Ma analizziamo ora ognuna delle sezioni qui individuabili.







Il tema principale della A (misure 1 – 20) è tipicamente trombettistico, con quel
suo inizio quasi da fanfara ed uno sviluppo melodico scoppiettante fatto di articolazioni
staccate semplici e doppie; in questo frangente, l’orchestra si mantiene piuttosto dimessa,
accompagnando con armonie semplici (tonica, dominante, al massimo un secondo grado
– Fa# minore – alle misure 7 e 8) e con figure ritmiche ricalcanti la melodia della tromba,
eccezion fatta per il pedale di dominante delle misure da 9 a 12, decisamente di più
ampio respiro. La sezione A prosegue e si conclude con la risposta dell’orchestra (misure
20 – 31), di carattere non meno baldanzoso del precedente episodio: anche in questo caso
l’armonia è molto semplice, ridotta com’è ad un pedale di tonica degli strumenti di
registro grave a supporto del disegno sincopato delle parti acute.
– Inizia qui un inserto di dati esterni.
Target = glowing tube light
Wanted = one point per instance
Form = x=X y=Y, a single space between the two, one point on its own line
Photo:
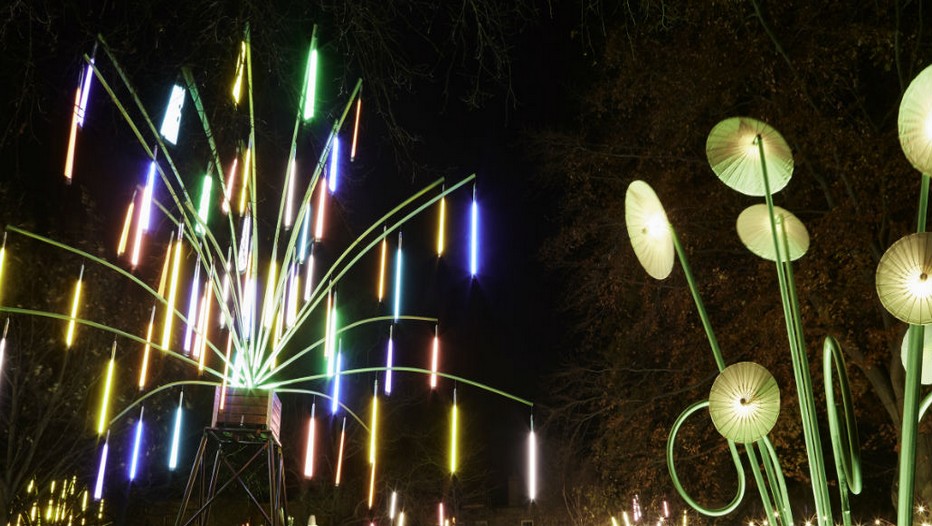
x=302 y=243
x=334 y=165
x=310 y=88
x=246 y=174
x=172 y=120
x=474 y=236
x=144 y=368
x=137 y=441
x=176 y=435
x=441 y=226
x=101 y=469
x=454 y=436
x=108 y=384
x=398 y=279
x=532 y=464
x=356 y=129
x=172 y=292
x=435 y=358
x=72 y=138
x=192 y=305
x=81 y=109
x=240 y=69
x=335 y=395
x=339 y=471
x=373 y=423
x=6 y=327
x=203 y=208
x=228 y=191
x=321 y=202
x=75 y=301
x=309 y=453
x=389 y=351
x=127 y=223
x=289 y=184
x=309 y=278
x=268 y=305
x=382 y=258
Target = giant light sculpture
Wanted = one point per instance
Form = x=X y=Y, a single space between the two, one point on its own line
x=753 y=158
x=236 y=304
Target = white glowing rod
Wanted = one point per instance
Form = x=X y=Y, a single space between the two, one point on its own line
x=172 y=292
x=382 y=259
x=192 y=305
x=108 y=384
x=441 y=226
x=393 y=505
x=75 y=301
x=305 y=226
x=339 y=472
x=435 y=357
x=474 y=236
x=246 y=174
x=532 y=464
x=200 y=341
x=335 y=398
x=310 y=87
x=309 y=278
x=334 y=164
x=321 y=202
x=6 y=327
x=203 y=208
x=356 y=129
x=240 y=69
x=72 y=137
x=389 y=352
x=289 y=184
x=454 y=436
x=81 y=109
x=137 y=441
x=176 y=436
x=127 y=223
x=331 y=357
x=268 y=305
x=244 y=244
x=102 y=467
x=398 y=279
x=172 y=120
x=231 y=180
x=309 y=453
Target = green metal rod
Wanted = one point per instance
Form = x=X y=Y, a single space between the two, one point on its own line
x=691 y=281
x=671 y=466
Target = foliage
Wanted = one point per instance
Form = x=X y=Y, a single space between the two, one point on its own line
x=827 y=75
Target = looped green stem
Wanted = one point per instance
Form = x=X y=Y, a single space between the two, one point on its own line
x=742 y=482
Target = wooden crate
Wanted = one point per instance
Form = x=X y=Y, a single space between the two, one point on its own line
x=255 y=409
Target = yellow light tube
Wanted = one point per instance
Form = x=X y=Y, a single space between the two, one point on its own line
x=172 y=292
x=75 y=301
x=108 y=383
x=144 y=368
x=124 y=234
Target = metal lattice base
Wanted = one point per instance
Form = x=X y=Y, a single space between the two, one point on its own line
x=240 y=456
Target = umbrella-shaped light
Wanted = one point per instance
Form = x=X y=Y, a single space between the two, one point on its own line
x=734 y=155
x=915 y=122
x=744 y=402
x=756 y=233
x=926 y=377
x=649 y=229
x=904 y=279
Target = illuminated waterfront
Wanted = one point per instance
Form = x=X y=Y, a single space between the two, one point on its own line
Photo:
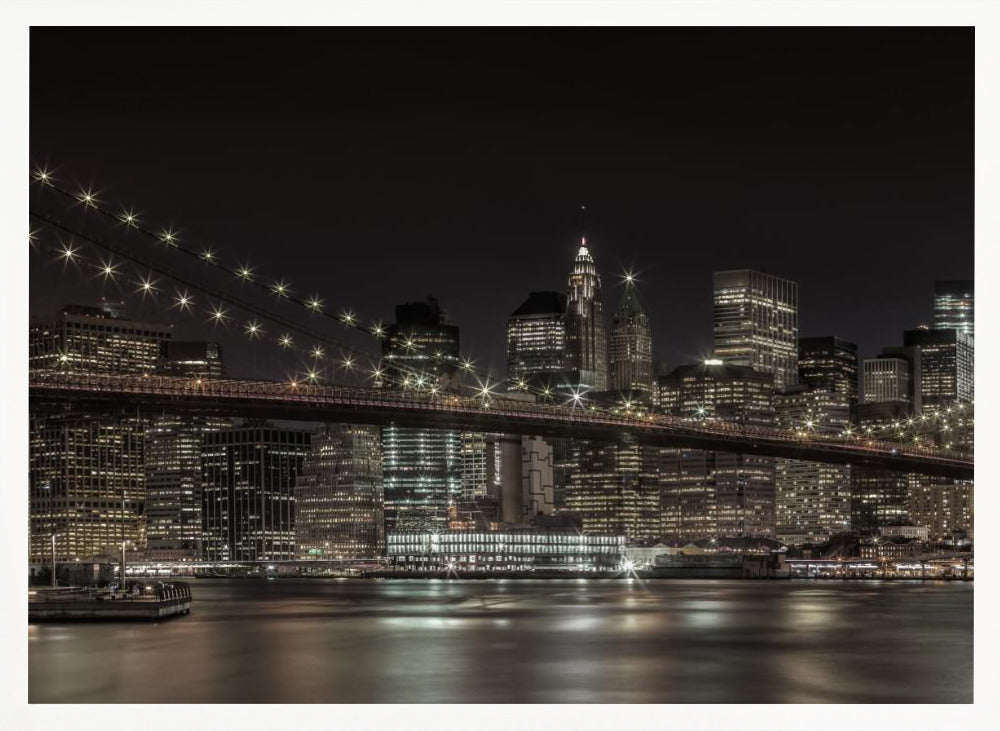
x=342 y=641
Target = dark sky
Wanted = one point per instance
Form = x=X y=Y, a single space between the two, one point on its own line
x=380 y=166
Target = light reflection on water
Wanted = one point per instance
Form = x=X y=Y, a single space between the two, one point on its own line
x=524 y=641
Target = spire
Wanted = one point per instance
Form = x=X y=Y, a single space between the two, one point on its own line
x=630 y=305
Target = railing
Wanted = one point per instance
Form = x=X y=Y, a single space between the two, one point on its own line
x=134 y=592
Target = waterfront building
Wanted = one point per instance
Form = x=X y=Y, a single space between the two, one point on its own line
x=339 y=503
x=955 y=305
x=507 y=550
x=586 y=343
x=422 y=468
x=829 y=364
x=946 y=365
x=714 y=494
x=86 y=471
x=248 y=490
x=536 y=339
x=631 y=346
x=944 y=507
x=173 y=510
x=812 y=499
x=886 y=379
x=756 y=323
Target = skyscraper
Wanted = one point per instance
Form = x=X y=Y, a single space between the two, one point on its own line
x=616 y=489
x=536 y=338
x=709 y=494
x=339 y=503
x=946 y=365
x=86 y=470
x=248 y=491
x=422 y=468
x=173 y=458
x=586 y=344
x=829 y=364
x=757 y=323
x=955 y=305
x=631 y=346
x=813 y=499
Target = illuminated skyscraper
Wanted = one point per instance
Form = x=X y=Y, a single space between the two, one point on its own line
x=86 y=471
x=616 y=489
x=248 y=491
x=631 y=346
x=946 y=365
x=422 y=468
x=955 y=306
x=757 y=323
x=829 y=364
x=339 y=505
x=711 y=494
x=813 y=499
x=536 y=338
x=586 y=344
x=173 y=459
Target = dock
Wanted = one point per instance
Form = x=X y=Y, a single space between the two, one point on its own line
x=138 y=602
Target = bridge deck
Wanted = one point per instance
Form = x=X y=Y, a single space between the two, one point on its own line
x=320 y=403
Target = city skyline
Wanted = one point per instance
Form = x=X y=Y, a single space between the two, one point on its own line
x=685 y=209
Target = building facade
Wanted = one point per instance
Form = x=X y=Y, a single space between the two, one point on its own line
x=631 y=346
x=955 y=305
x=86 y=470
x=586 y=342
x=829 y=364
x=248 y=491
x=421 y=468
x=946 y=366
x=812 y=499
x=536 y=339
x=714 y=494
x=339 y=502
x=756 y=323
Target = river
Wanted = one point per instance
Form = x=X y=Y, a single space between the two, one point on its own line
x=570 y=641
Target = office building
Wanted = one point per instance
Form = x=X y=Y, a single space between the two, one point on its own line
x=946 y=366
x=631 y=346
x=709 y=494
x=248 y=491
x=173 y=510
x=86 y=471
x=339 y=503
x=756 y=318
x=422 y=468
x=955 y=305
x=586 y=343
x=615 y=488
x=812 y=499
x=829 y=364
x=536 y=339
Le misure da 32 a 58 vedono l’esposizione della parte B, caratterizzata dalla
modulazione a Si maggiore: la melodia solistica si fa decisamente più diatonica – anzi, verso la fine, sconfina nel cromatismo, in direzione ascendente – senza però perdere la
vena quasi battagliera della sezione precedente; allo stesso tempo, l’accompagnamento
orchestrale assume una fisionomia più sussurrata (non si arriva mai ad un vero “forte”),
poco invadente e quasi ballabile.  Il finale è una riproposizione, a mo’ di Stretto conclusivo, di spunti tematici già  ascoltati in precedenza.